Stan! My beloved travel companion
Stan! My beloved travel companion

…aaand shortly after shit hit the fan.

Naturally, my SIM card stopped working the day I left. So I had my map downloaded from maps.me but had no idea where I was on it. I had a vague idea of how to get out of the city and just went with it and stopped for wifi when I could. Pretty much how the story goes is I got horribly sunburned, horribly, lost, and the chain on my motorcycle broke. I luckily broke down in front of a mechanic and that had it all fixed up in about 30 minutes for less than $10USD. I continued driving but it was getting dark, my headlight sucked and I realized there was no way I would make it to Mui Ne tonight.

I turned around back into the village and tried to find a place to stay. I tried to ask a couple that spoke no english if I could put my tent outside their house or sleep on the floor but go no where after about 20 minutes of the weirdest game of charades you’ve ever played.

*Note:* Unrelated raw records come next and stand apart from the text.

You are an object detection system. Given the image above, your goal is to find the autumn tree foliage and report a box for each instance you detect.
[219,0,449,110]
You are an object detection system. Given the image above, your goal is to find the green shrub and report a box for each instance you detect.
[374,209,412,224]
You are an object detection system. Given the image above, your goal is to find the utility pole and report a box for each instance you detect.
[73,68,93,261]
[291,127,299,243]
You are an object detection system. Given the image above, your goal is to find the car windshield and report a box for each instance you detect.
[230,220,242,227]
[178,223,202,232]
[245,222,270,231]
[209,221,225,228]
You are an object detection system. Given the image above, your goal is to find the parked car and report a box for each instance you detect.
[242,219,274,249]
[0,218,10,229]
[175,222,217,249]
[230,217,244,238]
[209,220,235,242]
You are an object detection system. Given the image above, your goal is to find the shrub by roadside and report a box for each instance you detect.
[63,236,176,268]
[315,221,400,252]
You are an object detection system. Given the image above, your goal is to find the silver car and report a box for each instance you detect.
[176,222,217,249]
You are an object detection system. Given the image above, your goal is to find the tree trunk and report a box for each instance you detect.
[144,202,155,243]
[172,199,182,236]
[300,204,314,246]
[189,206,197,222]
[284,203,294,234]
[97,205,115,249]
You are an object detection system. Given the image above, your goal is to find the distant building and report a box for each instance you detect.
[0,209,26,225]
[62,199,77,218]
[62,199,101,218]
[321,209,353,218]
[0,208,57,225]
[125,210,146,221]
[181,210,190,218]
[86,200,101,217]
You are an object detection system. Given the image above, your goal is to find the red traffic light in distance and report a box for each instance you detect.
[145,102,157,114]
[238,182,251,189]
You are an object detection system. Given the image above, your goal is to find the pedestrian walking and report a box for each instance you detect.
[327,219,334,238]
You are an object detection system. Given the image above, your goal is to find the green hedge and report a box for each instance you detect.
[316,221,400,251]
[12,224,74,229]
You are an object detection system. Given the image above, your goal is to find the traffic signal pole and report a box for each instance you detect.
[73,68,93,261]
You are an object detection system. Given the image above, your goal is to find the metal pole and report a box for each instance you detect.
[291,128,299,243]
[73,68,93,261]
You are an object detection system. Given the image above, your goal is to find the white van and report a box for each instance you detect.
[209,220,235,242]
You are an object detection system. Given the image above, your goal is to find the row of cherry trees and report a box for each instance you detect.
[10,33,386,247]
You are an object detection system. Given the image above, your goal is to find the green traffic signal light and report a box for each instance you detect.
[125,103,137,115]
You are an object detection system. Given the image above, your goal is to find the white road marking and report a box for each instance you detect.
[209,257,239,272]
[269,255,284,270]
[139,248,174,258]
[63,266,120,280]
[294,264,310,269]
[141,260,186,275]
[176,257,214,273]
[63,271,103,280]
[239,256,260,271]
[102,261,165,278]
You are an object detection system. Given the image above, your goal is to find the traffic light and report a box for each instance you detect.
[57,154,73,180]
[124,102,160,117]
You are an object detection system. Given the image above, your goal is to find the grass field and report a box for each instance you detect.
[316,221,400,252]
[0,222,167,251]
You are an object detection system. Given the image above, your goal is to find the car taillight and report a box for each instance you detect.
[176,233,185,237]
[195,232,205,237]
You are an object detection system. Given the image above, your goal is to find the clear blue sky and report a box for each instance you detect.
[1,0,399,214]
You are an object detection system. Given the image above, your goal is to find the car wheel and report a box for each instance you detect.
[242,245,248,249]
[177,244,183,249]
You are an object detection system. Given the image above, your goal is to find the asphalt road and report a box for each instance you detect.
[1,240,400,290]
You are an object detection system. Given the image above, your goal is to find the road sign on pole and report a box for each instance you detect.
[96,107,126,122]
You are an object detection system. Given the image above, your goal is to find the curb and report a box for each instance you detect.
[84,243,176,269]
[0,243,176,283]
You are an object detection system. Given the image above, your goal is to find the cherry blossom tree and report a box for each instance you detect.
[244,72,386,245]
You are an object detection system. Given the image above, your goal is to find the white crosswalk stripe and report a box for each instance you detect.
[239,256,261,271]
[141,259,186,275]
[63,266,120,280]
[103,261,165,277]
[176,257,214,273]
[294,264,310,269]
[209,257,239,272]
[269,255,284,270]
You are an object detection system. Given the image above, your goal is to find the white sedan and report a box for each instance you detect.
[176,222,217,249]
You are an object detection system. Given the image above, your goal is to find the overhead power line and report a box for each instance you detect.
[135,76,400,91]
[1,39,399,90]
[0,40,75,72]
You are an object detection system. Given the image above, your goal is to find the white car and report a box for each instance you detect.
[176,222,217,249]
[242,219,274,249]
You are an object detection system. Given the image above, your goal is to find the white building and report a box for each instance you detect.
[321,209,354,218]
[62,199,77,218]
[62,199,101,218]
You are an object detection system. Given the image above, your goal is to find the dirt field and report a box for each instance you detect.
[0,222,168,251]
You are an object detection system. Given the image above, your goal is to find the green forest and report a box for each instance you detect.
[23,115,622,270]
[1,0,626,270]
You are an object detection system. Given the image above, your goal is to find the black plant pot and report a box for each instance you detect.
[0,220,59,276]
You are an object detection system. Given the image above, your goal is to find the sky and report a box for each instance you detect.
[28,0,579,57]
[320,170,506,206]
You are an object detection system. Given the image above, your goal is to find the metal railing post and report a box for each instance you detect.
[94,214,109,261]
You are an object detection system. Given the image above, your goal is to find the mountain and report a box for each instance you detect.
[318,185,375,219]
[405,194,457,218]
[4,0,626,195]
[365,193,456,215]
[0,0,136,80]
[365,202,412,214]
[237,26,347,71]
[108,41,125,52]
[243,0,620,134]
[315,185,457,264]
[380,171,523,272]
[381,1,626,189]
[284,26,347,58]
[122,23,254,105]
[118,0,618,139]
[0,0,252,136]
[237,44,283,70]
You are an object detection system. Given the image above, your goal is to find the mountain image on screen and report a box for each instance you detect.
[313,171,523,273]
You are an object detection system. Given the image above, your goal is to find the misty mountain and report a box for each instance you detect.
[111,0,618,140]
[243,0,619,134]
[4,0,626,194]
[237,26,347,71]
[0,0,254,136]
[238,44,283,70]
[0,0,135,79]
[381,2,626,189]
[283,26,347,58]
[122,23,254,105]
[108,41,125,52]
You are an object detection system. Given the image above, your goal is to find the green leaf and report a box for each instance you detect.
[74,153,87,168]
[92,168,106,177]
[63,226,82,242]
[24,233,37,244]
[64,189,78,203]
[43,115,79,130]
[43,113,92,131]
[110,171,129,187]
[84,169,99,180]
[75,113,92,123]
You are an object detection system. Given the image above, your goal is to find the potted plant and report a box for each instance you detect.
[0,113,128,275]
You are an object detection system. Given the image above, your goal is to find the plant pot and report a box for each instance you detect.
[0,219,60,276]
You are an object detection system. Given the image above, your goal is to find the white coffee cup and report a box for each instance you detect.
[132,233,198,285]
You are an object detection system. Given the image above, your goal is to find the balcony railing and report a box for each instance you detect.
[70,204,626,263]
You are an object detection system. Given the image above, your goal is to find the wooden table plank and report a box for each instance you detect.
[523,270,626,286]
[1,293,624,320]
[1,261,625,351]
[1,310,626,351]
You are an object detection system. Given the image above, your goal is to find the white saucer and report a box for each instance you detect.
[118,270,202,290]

Finally they got someone who spoke minimal english on the phone and then brought me to someone else’s house and put a man who spoke great english on the phone. They found me a guesthouse to stay in and all for free.

After showering and changing into clean clothes it was 7pm, I was mentally, physically, and emotionally exhausted, my skin was in pain from sunburn, and I was ready to just cry myself to sleep. I was about to fall asleep and a there was a knock on the door. It was a little girl with a hot noodle cup and the name and number of the man who I spoke to on the phone. I found a bag coconut candies I had in my pack from a Mekong delta tour and gave them to her as a gift. She said thank you and ran off back to the main house.

Instant noodles have never been this good
Instant noodles have never been this good

The worst day of my travels started to feel like the best. I had faced and made it through some of my biggest travel fears all in one day. Much of that thanks to the kindness from complete strangers. I woke up the next morning and found my way to Mui Ne feeling like I could get through anything the road had to challenge me with.